Practiquemos regularmente el ejercicio de distanciarnos de lo "normal" para analizarlo. Vista de lejos, la normalidad no parecerá tal. Miremos críticamente la sociedad, así nos daremos cuenta de que nuestro mundo - tal y como lo conocemos- es un absurdo y está de cabeza... pero podemos cambiarlo.

20 abr. 2012

tras el personaje

se me fue el avión en plena faena y dejé ir unas fibras sintéticas en la salsa. Cuando el invitado hizo una observación sobre esa extraña materia de consistencia  indigerible e inrrumiable contraindicada en cualquier caso por las reglas de la alta cocina, que confundió al principio con una de mis canas --me lo dijeron de un sopetón sus ojillos miopes que indagaban indiscretos sobre mis sienes-- y que mostró como prueba de la falla, interrumpí sin corrección, olvidándome por un instante de mi condición de criado, en tanto alcancé a balbucear algo acerca de las fibras japonesas que "nos" regaló la señora Matusalena, pero la mirada del patrón me cayó como un rayo, obstaculizó el libre flujo de mis palabras y me quitó de golpe cualquier clase de aplomo. Un poco después, cuando don Ojerón pasó a los digestivos, tras los tres tequilas de aperitivo, entró de pronto, subrepticio, en la cocina, con esa forma que él tiene de deslizarse para anunciar infaliblemente sus explosiones de ira contra mi persona, se colocó a mis espaldas (yo fingía menear la sopa con la cuchara grande) y me dijo en voz muy baja que no me quería ver más en su casa y que hiciera el favor de pasar a retirarme, con todo respeto. En la puerta me esperaba el ama de llaves para pagarme.
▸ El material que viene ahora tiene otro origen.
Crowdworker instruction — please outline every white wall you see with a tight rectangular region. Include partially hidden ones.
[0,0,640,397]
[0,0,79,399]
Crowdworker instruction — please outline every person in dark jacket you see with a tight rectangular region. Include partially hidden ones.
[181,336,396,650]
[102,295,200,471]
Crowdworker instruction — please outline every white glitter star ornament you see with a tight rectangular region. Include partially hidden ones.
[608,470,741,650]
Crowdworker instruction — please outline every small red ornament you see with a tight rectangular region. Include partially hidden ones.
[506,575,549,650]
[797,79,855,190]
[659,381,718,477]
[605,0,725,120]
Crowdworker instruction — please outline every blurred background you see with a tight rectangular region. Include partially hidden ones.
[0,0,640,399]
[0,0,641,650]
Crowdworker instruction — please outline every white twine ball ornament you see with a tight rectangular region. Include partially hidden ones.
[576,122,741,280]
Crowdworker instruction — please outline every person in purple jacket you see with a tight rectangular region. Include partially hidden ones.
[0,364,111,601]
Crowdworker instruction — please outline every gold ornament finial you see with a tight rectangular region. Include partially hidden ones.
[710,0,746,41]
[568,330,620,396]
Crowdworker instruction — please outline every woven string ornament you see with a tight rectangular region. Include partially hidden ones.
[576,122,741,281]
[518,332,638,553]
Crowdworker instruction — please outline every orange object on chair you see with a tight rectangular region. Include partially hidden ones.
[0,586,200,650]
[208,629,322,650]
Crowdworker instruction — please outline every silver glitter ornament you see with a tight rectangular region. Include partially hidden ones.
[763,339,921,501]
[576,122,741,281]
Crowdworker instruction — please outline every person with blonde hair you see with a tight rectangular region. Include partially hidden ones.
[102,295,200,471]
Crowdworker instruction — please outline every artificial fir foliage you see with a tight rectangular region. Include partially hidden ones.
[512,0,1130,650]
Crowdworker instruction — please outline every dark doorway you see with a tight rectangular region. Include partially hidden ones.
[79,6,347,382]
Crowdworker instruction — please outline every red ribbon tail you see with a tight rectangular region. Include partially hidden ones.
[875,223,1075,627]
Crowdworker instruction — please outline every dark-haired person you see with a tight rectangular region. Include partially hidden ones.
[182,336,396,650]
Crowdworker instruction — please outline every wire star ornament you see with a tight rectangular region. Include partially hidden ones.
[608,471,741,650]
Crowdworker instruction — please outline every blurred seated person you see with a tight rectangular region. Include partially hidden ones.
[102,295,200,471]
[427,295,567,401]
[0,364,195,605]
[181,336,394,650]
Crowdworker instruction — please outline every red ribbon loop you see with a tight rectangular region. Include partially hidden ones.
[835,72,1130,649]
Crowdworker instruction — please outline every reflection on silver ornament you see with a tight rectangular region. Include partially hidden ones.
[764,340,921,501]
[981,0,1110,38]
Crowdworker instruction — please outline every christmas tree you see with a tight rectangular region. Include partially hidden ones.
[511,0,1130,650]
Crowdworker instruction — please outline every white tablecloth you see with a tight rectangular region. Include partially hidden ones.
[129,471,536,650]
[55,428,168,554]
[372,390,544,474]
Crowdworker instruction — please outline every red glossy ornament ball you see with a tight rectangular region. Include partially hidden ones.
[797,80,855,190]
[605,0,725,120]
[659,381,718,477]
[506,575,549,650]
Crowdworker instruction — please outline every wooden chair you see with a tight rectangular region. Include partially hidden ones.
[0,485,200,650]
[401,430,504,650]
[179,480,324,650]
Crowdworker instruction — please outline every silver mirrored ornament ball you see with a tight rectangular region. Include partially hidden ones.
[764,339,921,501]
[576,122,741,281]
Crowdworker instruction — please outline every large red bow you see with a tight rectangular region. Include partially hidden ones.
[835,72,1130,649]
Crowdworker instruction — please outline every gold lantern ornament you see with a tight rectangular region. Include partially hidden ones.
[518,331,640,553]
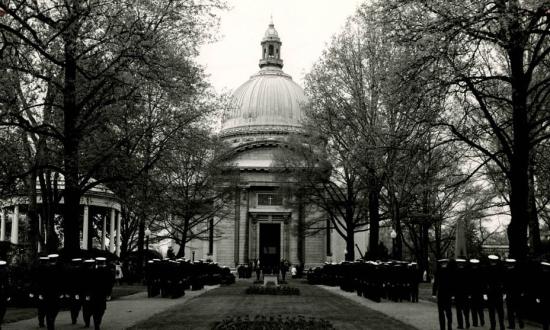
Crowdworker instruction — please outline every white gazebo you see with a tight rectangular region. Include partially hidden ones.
[0,174,121,256]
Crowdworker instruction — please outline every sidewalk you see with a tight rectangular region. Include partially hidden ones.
[317,285,540,330]
[2,285,218,330]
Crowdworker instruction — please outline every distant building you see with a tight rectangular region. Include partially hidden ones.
[185,22,368,267]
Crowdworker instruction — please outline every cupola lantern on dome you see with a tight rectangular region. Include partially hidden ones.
[220,21,307,138]
[260,17,283,68]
aproveché para ir al café del viejo Iriarte. Estaba vacío, pues la tarde era fría y lluviosa. Los clientes debían estar refugiados en sus oficinas. Solo, en una mesa, encorvado sobre su cuaderno de notas, Joel escribía de manera compulsiva. Saludé al dueño y pasé a sentarme junto al periodista, que ya iba por su quinta taza del día. La alzó y dijo: !No hay quinto malo! Por eso lo supe.

como siempre Joel se portó cordial y atento: experimenta pasión por anécdotas y relatos. Sabe los pormenores sobre la vida privada de todos los sesentaiocheros. Las historias del movimiento en el mundo entero. Así que indagué por el personaje que yo andaba buscando. Suponía que él debía estar informado aunque fuese algo. Joel conoce como pocos el qué y el cómo de un chingo de banda.

--¿qué con Herbert Marcuse?-- le pregunté como si se tratara de una leve curiosidad cuyo único motivo era hacer un poco de tiempo.

me prometió enviarme su respuesta por escrito, mismo que cumplió puntual al día siguiente. Hela aquí:


"Respuestas telegráficas sobre Marcuse:
1) Marcuse era conocido por elites.
2) Yo sabía poco acerca de él en ese momento, pero me atraía su cuestionamiento al marxismo soviético.
3) El suyo es un pensamiento libertario y de búsqueda de los nuevos sujetos revolucionarios y muy ad hoc para el movimiento estudiantil de cualquier época.
Por todo esto y mucho más lo combatió Díaz Ordaz con aquello de 'Filósofo de la Destrucción', frase que se le atribuye a uno de sus grost write: Emilio Uranga.
En el  PCM causaba cierto escozor, sobre todo en los burócratas como Unzueta. Veían muy mal a quien leía a Marcuse".

(Hasta aquí la respuesta de Joel).

Las elites, ?. Nombres. Nombres. "Para el movimiento estudiantil de cualquier época", mmmm. Ésto último sabe a metafísica de la buena. Esencia humana. Y además, la información no me acerca ni un milímetro al paradero de ese tal Marcuse, nacido en Berlín y radicado ahora en Boston. ¿Será?. Bueno, me dije, seguiré buscando...

Me despedí de Joel casi a la medianoche. Nos enfrascamos en discusiones que se iban por las ramas, y ese árbol tenía hartísimas ramas. Nos abrazamos fraternalmente, como si no nos fuéramos a volver a ver en años. Y en eso, en eso, descubro la falla (¿narrativa?): pues yo había leído su carta un día después y la despedida sucedió antes.